Von den Herrschenden als Tauschware herabgesetzt, um diesen oder jenigen Großgrundbesitzer damit zu lohnen, erlebte die Basilikata erneut eine seiner vielen Zeiten der Armut. Die Lukanische Kirche hingegen war in einem so vollen Aufschwung, dass sie zu einem wichtigen Auftraggeber für viele Künstler wurde. Aus dieser Zeit stammt der unermessliche Reichtum an Kunstschätzen, heute noch nicht vollständig für die Allgemeinheit verfügbar. Ende des 18. Jahrhundert hatten die Aufklärung viele lukanische Denker gewonnen, die diese sogar mit Waffen verteidigt hätten. Die Gelegenheit bot sich mit der Ankunft der Franzosen in Neapel.

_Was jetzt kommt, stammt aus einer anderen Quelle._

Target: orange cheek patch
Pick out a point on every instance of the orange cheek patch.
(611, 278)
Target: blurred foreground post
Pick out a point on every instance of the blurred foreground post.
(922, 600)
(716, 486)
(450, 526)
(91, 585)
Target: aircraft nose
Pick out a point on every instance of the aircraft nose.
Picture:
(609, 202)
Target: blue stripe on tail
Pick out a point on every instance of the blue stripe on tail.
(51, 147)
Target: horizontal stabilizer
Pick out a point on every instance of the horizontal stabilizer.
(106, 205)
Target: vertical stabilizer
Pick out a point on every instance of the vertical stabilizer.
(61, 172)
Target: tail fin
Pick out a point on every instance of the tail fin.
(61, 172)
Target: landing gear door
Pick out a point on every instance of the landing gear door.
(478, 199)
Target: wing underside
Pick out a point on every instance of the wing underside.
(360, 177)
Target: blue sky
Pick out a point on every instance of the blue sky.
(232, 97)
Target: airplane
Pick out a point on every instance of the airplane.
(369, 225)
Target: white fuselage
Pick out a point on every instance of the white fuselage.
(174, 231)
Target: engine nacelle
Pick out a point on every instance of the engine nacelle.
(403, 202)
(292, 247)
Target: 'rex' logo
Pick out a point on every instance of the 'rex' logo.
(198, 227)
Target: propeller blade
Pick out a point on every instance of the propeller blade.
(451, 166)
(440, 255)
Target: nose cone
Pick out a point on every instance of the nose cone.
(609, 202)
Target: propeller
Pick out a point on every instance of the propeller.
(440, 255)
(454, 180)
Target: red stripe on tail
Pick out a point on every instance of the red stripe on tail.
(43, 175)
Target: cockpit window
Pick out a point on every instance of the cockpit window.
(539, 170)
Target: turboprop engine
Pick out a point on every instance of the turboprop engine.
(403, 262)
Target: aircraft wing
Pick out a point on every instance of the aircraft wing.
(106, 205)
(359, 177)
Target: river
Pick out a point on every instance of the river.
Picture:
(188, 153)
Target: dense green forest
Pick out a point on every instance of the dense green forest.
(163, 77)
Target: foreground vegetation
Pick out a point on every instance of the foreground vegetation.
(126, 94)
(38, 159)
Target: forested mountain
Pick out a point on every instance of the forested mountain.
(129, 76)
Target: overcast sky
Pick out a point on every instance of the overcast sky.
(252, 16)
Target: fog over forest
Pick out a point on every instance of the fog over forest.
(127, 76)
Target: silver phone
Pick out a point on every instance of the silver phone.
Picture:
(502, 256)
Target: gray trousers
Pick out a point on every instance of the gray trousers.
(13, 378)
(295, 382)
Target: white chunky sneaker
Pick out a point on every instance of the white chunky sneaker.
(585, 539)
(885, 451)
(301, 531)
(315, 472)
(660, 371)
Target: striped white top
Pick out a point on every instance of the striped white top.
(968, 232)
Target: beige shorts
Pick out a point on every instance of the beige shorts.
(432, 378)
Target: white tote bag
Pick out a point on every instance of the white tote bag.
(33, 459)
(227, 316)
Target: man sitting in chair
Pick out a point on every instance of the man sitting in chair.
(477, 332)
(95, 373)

Der Aufstand zog sich durch den ganzen Süden Italiens, und es wurde die Parthenopäische Republik gegründet. Aber die Franzosen und die einheimischen Denker wussten nicht die Bedürfnisse der Bevölkerung zu deuten, und verloren somit sofort dessen
Unterstützung. Wenige Jahre später kamen die Franzosen in den Süden und in die Basilicata zurück, um dort zehn Jahre lang zu bleiben, in denen sie eine moderne Legislatur und die Abschaffung der Großgrundbesitze einführten.
Aber die Reform hatte keinen Erfolg: die Bauern waren arm und mussten ihren Namen den reichen Landwirten leihen, weil diese mit ihrem Geld die angebotenen Grundstücke kaufen konnten.
Der Großgrundbesitz wurde nicht abgeschafft, er wechselte nur seinen Herrn.